Governo não planeja novas isenções fiscais, diz Meirelles à Jovem Pan

BRASÍLIA (Reuters) - O ministro da Fazenda, Henrique Meirelles, afirmou nesta terça-feira que o governo não está planejando novas isenções fiscais, como sobre o Imposto sobre Produtos Industrializados (IPI), e que irá cumprir a meta fiscal do ano que vem mesmo que tenha de fazer cortes adicionais nas despesas.

Ministro da Fazenda, Henrique Meirelles, participa de reunião com empresários em São Paulo 14/9/2017 REUTERS/Leonardo Benassatto

“Nós cortaremos despesas onde for necessário para chegar lá”, disse o ministro à rádio Jovem Pan em referência ao alvo de déficit primário de 159 bilhões de reais para o governo central (Tesouro Nacional, Banco Central e Previdência) em 2018.

A concessão de desonerações para setores específicos foi empregada com força no governo da ex-presidente Dilma Rousseff para tentar estimular a economia.

O ministro também disse que ministros que já estão decididos a sair do governo do presidente Michel Temer possivelmente poderão antecipar esse movimento para ainda este ano, mas que isso não se aplica àqueles que, como ele, ainda avaliam o que farão em relação às eleições de 2018.

“O que existe é um compromisso que eu tenho, não só com o presidente, mas também com o país, de cumprir a minha função e certamente não faria sentido nenhum que eu antecipasse qualquer coisa”, afirmou Meirelles, filiado ao PSD e citado de maneira recorrente como possível candidato à Presidência da República.
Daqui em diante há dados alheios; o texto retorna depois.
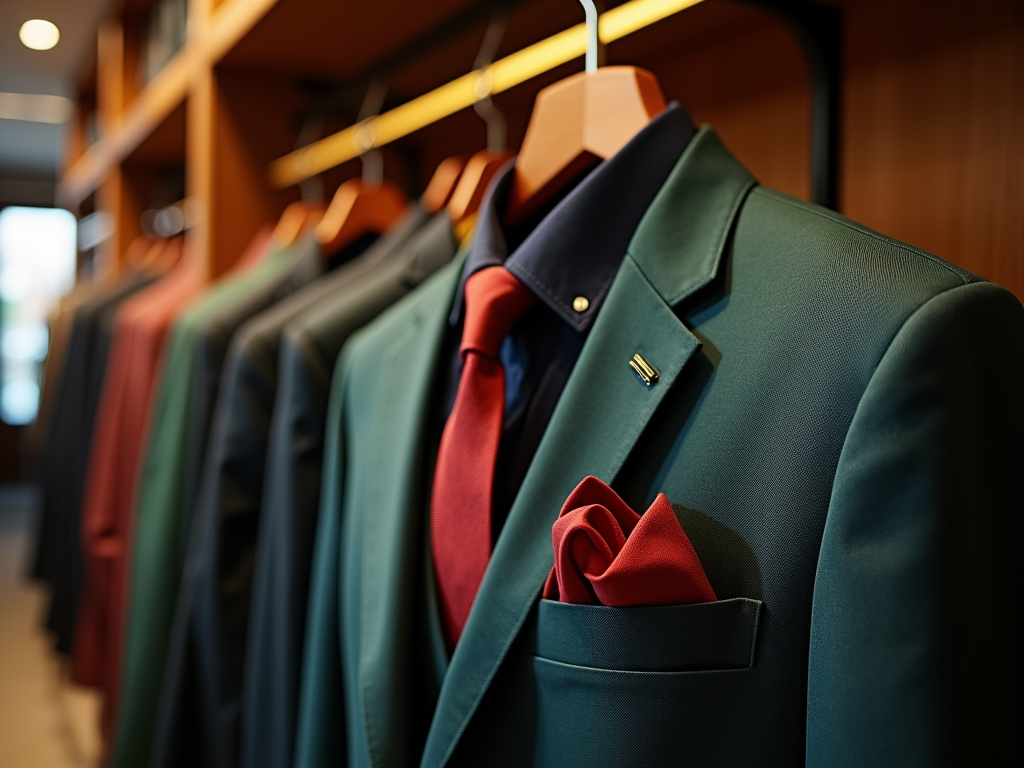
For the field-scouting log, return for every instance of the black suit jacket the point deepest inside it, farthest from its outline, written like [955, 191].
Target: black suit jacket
[199, 700]
[309, 348]
[57, 560]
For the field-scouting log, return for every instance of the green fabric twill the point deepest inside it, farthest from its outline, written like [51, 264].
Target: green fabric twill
[838, 424]
[159, 536]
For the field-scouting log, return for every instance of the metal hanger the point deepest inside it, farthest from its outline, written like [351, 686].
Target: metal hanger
[368, 205]
[483, 165]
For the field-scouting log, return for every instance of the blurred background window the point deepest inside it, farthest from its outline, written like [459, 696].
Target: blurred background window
[38, 255]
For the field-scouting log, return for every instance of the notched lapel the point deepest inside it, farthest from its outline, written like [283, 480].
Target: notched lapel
[389, 517]
[599, 418]
[604, 409]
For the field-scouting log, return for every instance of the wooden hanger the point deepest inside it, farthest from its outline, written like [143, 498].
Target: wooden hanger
[141, 252]
[469, 193]
[296, 220]
[442, 183]
[577, 123]
[358, 208]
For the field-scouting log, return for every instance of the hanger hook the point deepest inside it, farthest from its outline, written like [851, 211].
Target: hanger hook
[373, 101]
[594, 51]
[312, 128]
[484, 105]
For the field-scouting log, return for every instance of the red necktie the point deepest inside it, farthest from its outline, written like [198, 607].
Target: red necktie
[460, 503]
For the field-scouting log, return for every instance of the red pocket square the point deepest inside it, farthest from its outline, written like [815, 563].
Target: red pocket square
[606, 554]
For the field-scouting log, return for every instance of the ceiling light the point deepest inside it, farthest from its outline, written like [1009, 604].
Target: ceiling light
[39, 34]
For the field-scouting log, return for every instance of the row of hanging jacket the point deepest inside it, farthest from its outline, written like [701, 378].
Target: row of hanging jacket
[604, 455]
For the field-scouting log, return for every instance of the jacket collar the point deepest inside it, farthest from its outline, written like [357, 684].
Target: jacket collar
[574, 250]
[676, 250]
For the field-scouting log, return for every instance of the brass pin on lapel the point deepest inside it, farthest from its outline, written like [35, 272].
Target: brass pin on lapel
[647, 373]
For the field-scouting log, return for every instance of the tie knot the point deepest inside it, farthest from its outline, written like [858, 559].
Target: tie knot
[495, 300]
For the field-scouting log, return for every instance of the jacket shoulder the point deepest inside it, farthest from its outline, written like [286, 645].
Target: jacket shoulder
[833, 235]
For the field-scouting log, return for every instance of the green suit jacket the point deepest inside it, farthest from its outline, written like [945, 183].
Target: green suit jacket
[838, 423]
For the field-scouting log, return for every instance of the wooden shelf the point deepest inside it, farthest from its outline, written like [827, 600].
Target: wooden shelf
[231, 100]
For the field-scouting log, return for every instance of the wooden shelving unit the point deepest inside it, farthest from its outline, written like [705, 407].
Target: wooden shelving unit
[231, 100]
[918, 118]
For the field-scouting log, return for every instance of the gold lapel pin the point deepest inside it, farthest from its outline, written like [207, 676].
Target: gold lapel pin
[647, 373]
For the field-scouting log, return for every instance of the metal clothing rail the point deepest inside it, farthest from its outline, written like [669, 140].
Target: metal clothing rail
[818, 29]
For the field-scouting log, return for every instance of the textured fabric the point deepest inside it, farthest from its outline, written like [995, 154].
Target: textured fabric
[606, 554]
[561, 255]
[717, 635]
[309, 345]
[57, 560]
[807, 427]
[158, 539]
[460, 507]
[198, 717]
[138, 339]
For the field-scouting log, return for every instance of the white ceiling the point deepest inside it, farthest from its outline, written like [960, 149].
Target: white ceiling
[35, 150]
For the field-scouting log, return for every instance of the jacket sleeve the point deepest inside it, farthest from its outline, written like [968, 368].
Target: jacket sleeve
[321, 726]
[914, 641]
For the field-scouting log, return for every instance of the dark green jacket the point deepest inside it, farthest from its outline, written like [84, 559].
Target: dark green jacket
[839, 424]
[309, 348]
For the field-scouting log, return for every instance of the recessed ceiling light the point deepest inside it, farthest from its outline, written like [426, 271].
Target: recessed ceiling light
[39, 34]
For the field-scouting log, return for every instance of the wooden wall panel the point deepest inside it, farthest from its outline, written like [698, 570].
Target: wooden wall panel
[934, 129]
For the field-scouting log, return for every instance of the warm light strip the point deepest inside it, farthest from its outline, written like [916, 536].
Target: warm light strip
[450, 98]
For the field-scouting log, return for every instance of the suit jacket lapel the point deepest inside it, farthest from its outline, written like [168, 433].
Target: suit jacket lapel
[602, 412]
[390, 532]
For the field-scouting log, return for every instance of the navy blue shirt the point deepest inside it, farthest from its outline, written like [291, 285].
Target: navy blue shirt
[568, 255]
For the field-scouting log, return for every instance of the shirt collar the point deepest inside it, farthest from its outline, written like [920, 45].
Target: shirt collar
[577, 249]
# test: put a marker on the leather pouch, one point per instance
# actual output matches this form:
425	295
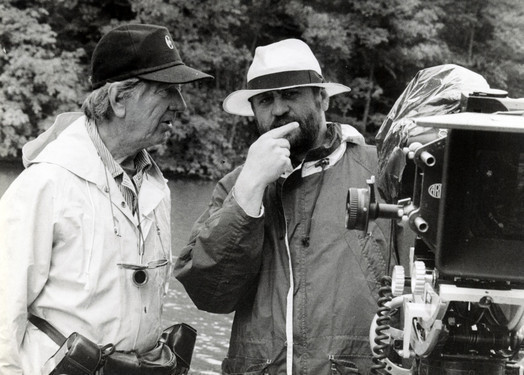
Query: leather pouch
77	356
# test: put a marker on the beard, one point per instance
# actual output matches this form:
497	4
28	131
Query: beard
304	137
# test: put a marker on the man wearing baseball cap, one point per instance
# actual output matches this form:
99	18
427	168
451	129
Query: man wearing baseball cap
272	246
86	226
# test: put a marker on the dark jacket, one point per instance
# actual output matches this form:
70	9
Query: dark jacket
235	262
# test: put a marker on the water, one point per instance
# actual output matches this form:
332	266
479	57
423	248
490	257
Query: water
189	198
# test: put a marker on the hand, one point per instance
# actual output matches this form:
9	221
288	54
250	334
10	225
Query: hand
267	159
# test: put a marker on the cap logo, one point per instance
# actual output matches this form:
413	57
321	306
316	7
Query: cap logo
169	42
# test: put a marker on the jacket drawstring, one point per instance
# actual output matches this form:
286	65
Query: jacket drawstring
323	163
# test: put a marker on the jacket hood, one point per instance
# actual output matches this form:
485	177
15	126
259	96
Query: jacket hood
66	144
33	148
352	135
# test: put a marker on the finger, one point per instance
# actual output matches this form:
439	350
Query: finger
282	142
282	130
289	167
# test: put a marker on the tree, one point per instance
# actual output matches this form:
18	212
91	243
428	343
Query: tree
36	78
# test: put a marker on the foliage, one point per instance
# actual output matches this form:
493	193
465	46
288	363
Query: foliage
373	46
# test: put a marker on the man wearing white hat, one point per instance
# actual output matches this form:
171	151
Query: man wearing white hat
272	245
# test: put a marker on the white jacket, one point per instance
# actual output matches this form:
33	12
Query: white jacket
59	252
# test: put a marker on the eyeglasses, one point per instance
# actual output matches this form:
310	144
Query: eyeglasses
140	275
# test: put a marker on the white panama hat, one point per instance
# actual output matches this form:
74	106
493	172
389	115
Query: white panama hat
279	66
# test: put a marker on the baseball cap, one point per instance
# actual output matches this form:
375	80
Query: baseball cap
140	50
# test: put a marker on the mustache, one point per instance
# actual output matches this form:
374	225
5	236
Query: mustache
283	121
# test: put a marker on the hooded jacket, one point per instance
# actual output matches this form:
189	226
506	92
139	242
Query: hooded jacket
302	286
64	226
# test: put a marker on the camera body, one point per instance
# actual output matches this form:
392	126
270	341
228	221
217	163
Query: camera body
464	307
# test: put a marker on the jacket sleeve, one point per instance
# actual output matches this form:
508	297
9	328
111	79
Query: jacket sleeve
220	265
26	238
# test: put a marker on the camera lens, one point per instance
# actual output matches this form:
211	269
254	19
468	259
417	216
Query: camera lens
357	209
140	277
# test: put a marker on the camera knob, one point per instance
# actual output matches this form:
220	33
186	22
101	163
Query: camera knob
398	281
418	278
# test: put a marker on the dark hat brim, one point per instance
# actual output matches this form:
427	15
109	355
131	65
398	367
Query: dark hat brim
175	74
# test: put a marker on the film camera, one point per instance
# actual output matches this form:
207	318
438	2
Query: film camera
463	310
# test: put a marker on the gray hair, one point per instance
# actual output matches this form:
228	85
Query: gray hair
97	107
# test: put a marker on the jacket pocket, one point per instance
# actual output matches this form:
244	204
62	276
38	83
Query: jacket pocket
245	366
343	365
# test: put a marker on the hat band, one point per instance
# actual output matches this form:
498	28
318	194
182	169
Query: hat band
285	79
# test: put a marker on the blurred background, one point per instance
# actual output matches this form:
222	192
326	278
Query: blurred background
373	46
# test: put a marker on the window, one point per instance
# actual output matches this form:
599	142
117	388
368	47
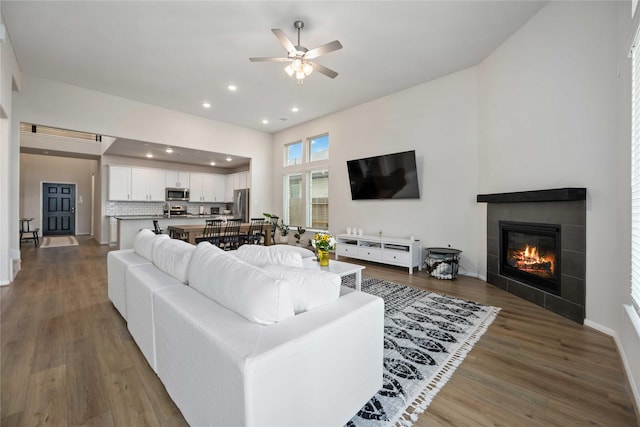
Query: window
294	209
293	154
319	148
635	176
306	183
318	202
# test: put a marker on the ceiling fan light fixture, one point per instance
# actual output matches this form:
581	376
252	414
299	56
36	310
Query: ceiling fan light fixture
307	68
289	70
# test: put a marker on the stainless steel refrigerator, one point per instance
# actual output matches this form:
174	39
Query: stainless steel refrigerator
241	204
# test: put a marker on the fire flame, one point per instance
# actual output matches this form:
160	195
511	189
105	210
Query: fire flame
530	260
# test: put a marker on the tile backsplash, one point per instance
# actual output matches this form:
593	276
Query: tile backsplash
153	208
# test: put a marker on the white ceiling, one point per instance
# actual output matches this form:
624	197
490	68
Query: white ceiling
177	54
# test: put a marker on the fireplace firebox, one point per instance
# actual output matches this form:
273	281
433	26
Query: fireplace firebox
530	252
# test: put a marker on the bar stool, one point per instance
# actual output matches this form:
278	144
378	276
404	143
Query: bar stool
27	234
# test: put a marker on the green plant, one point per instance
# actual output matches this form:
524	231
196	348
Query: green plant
299	232
284	228
323	242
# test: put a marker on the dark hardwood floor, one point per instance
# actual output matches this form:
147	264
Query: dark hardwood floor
67	357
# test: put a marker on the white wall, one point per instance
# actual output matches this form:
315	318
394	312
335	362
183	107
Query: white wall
9	165
555	112
59	105
437	119
548	119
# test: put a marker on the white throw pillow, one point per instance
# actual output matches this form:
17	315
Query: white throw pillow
143	243
309	288
172	256
268	255
238	286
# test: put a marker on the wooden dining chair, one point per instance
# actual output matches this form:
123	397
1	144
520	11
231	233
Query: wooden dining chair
274	226
253	236
231	236
156	227
27	233
212	232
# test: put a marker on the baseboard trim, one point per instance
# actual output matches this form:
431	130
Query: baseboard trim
635	394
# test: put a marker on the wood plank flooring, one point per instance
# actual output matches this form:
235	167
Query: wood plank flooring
68	359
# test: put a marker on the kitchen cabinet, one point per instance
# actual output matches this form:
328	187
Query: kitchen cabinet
177	179
119	183
147	185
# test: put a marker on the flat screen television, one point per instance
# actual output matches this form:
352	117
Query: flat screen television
390	176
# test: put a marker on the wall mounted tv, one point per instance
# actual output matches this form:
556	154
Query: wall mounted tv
390	176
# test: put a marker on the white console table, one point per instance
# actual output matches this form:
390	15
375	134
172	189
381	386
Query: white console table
385	250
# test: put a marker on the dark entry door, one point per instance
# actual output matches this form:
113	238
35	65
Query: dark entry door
58	209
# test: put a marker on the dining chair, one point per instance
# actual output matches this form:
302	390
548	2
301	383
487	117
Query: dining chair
212	232
274	226
231	236
27	233
253	236
156	227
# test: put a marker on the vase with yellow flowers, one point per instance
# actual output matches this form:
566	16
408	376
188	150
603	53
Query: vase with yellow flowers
323	243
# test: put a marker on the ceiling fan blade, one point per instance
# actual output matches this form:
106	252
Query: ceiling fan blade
324	70
284	40
270	59
323	50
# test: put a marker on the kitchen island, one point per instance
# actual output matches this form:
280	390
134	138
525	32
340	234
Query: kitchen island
129	225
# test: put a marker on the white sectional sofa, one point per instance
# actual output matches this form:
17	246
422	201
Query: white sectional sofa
238	344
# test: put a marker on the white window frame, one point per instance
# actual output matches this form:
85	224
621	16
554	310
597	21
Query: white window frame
635	173
305	169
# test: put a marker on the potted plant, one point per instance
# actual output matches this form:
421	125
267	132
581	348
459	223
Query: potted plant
298	234
284	232
323	243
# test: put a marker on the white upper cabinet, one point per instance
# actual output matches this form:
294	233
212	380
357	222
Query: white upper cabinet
119	183
177	179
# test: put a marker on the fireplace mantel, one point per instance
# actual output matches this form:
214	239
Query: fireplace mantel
554	195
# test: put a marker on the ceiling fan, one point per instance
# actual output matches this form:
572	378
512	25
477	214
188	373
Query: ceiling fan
300	57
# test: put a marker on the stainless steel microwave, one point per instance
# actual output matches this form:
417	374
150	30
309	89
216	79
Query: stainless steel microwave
176	194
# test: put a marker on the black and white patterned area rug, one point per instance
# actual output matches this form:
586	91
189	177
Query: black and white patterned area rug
426	337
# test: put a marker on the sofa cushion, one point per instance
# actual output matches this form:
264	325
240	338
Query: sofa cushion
144	241
309	288
238	286
268	255
172	257
304	252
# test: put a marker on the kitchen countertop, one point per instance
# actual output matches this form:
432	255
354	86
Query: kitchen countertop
187	216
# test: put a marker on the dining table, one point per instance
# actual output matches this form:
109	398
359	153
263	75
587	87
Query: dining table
192	231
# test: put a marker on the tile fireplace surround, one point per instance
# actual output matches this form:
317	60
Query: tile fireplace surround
565	207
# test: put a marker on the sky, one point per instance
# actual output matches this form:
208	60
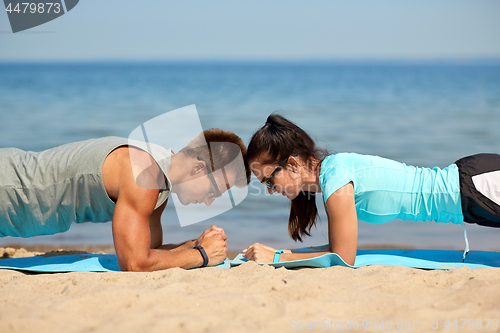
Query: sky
261	30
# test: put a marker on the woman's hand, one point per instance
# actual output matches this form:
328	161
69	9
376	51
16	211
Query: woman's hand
259	253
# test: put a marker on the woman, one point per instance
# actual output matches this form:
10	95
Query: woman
369	188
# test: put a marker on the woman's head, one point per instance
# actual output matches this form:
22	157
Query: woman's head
276	153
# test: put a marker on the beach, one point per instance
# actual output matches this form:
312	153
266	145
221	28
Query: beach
248	298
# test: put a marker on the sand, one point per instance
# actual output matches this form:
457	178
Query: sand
250	298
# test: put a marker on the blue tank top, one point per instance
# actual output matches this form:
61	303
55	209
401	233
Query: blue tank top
385	190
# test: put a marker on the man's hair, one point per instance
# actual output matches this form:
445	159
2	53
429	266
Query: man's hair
223	148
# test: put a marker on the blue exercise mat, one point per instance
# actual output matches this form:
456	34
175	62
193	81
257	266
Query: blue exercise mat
426	259
69	263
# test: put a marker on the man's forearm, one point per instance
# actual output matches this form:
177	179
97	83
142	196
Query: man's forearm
190	244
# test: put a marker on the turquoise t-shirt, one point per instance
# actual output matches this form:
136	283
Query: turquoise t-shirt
385	190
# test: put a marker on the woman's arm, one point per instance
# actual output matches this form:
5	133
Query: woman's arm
342	232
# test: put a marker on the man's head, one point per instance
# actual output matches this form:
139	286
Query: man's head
217	163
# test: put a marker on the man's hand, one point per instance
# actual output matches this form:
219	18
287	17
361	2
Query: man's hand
213	241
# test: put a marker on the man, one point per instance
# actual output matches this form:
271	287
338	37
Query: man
124	181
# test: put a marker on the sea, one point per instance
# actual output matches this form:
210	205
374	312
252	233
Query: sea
427	113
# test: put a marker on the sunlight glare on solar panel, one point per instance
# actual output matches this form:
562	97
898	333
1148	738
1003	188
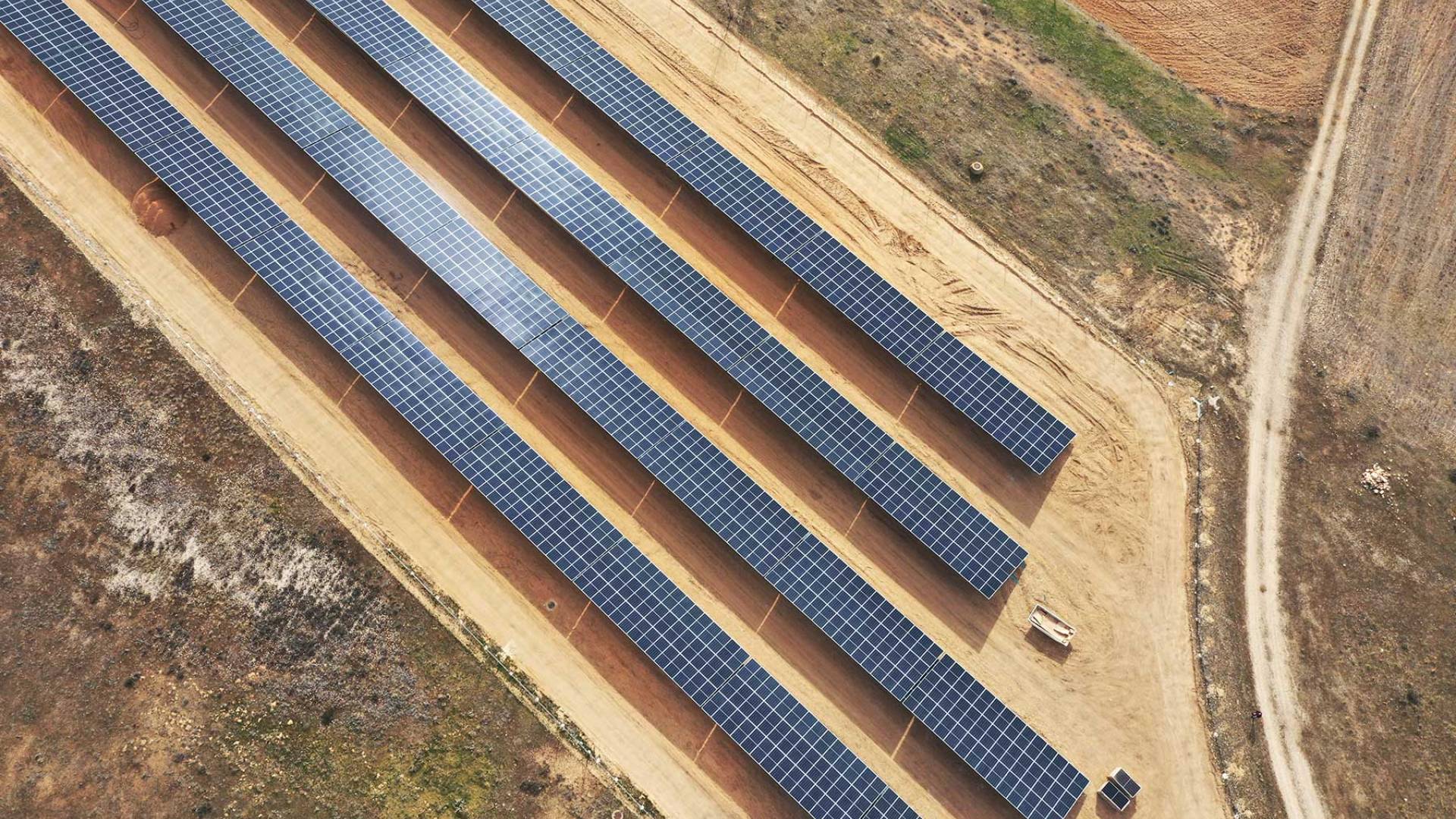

Durante a entrevista, ele reiterou que segue concentrado em seu trabalho como ministro da Fazenda e que tomará uma decisão a respeito de eventual candidatura no ano que vem. Aqueles que ocupam cargo no Executivo têm até 31 de março para deixar o posto caso queiram concorrer a um cargo eletivo.

Questionado sobre a reforma da Previdência, Meirelles repetiu acreditar numa aprovação pelo Congresso Nacional e destacou que seria prematuro falar neste momento em alternativas que fizessem frente à frustração da economia fiscal com a não alteração nas regras para aposentadoria.